|Date of Issue||May 23, 2017|
First-Class Mail Forever
|Perforation or Dimension||1.56 x 0.98 in./39.62 x 24.89 mm|
|Issue Location||Concord, MA 01742|
|Postal Administration||United States|
On May 23, 2017, in Concord, MA, the U.S. Postal Service® will issue the Henry David Thoreau stamp (Forever® priced at 49 cents), in one design, in a pressure-sensitive adhesive (PSA) pane of 20 stamps. The stamp will go on sale nationwide May 23, 2017.
With this stamp, the U.S. Postal Service® celebrates writer, philosopher, and naturalist Henry David Thoreau (1817–1862) on the bicentennial of his birth. Renowned for his book Walden, a complex and eloquent exploration of nature and society, Thoreau encouraged readers to reconsider both their own lives and the world around them. With his personal example of simple living, his criticism of materialism, and the timeless questions he raises about the place of the individual in society and humanity's role in the natural world, Thoreau continues to inspire new generations to assert their independence, reinterpret his legacy, and ask challenging questions of their own.

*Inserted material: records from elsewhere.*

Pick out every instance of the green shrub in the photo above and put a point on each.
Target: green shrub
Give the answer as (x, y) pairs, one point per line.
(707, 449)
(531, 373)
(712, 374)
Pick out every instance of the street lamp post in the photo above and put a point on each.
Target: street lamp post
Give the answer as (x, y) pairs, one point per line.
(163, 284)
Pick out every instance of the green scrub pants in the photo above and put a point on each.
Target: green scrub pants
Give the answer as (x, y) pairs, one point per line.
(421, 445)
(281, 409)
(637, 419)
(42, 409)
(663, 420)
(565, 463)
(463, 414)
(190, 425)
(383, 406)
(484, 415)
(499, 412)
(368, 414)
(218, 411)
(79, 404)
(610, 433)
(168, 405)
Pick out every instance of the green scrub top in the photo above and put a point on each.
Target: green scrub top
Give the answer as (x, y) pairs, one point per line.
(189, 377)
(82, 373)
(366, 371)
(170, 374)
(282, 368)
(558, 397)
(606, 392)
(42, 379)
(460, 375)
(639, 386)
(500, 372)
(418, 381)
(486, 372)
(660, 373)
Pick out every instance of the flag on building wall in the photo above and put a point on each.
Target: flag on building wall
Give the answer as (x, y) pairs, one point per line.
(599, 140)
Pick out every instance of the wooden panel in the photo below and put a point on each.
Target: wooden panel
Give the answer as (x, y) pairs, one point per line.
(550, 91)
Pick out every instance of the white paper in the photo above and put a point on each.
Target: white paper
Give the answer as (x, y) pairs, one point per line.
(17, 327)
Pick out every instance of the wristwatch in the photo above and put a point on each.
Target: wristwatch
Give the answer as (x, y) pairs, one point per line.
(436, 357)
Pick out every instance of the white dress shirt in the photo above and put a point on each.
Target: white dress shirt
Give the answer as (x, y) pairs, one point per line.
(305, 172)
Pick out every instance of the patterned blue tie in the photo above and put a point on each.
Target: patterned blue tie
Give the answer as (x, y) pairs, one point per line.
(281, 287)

On the left side of the stamp is a close view of Thoreau’s face, an oil-on-panel painting based on a famous 1856 daguerreotype by Benjamin Maxham. On the right side of the stamp, roughly level with Thoreau’s eyes, is his own signature of his last name. Below the signature is a branch of sumac leaves. Sumac grew next to the door of Thoreau’s cabin at Walden Pond, and Thoreau mentions in his writings that he saw sumac sprouting among clear-cut stumps in the area.
From July 1845 to September 1847, Thoreau lived outside his hometown of Concord, Massachusetts, in a one-room house on a lake, where he made time to write while farming, reading, thinking, taking long walks, and observing the doings of nature around him. The book Thoreau wrote about his experiences there would become one of the most widely read, translated, and debated books in the American literary canon. In Walden, published in 1854, Thoreau ponders the problems that result from materialism and preaches simplicity as a viable alternative, exhorting people from all walks of life—including himself—to reexamine their misplaced priorities and discover the things that are most important.
Thoreau wrote prolifically about history, nature, and society, and every generation finds its own touchstones in his work. His writings about politics and civil disobedience influenced Mahatma Gandhi and Martin Luther King, Jr., he has come to be seen as a founding figure in the environmental movement, and scientists have praised his observations about nature for anticipating ecology and other sciences.
The artist for this stamp was Sam Weber. Art director Greg Breeding designed the stamp.
The Henry David Thoreau stamp is being issued as a Forever® stamp. This Forever® stamp will always be equal in value to the current First-Class Mail® one-ounce price.